I have a list with millions of numbers which are always increasing to the end, I need to find and return numbers within a specified range e.g. numbers greater than X but less than Y, the numbers in the list can change and the values I'm searching for change as well
I have been using this method, please note this is a basic example the numbers are not uniform or the same as shown below in my program
l = [i for i in range(2000000)]
nums = []
for element in l:
if element > 950004:
break
if element > 950000:
nums.append(element)
#[950001, 950002, 950003, 950004]
Although fast, I kind of need it to be a bit faster for what my program is doing, the numbers change a lot so I'm wondering if there's a better way to do this with a pandas series or a numpy array? but so far all I've done is make an example in numpy:
a = numpy.array(l,dtype=numpy.int64)
Would a pandas series be more functional? Making use of query()? what would be the best way to approach this with an array as opposed to a python list of python objects
解决方案
Here is a solution using binary search. You are speaking of millions of numbers.
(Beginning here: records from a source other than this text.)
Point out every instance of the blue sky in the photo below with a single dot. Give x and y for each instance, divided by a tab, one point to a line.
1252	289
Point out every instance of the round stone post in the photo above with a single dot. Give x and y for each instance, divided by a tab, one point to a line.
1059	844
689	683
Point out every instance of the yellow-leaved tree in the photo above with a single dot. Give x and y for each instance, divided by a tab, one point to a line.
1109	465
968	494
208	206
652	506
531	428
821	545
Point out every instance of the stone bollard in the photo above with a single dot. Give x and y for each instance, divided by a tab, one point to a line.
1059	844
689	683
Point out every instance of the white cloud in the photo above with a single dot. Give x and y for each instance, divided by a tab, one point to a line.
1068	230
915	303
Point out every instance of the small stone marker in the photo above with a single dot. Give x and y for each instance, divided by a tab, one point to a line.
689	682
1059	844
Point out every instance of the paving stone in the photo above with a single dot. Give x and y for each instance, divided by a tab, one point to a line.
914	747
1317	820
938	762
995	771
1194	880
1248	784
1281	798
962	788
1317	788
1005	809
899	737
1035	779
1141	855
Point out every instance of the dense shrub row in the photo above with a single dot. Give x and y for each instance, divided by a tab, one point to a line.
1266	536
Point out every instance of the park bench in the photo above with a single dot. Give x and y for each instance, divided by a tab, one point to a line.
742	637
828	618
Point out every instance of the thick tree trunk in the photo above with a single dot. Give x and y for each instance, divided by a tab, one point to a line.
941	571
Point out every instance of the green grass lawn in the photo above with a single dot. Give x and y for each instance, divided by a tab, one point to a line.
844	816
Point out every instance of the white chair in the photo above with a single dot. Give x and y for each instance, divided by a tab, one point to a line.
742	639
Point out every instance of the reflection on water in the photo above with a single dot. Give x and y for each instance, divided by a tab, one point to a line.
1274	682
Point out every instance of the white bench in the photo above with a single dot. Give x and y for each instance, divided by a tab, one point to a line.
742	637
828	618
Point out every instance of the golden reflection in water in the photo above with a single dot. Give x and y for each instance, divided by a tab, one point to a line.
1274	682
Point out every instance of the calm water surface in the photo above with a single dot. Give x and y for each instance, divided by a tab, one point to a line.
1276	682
Technically binary search will make the algorithm faster by decreasing the runtime complexity to O(log n) neglecting the final slicing step.
import bisect
l = [i for i in range(2000000)]
lower_bound = 950000
upper_bound = 950004
lower_bound_i = bisect.bisect_left(l, lower_bound)
upper_bound_i = bisect.bisect_right(l, upper_bound, lo=lower_bound_i)
nums = l[lower_bound_i:upper_bound_i]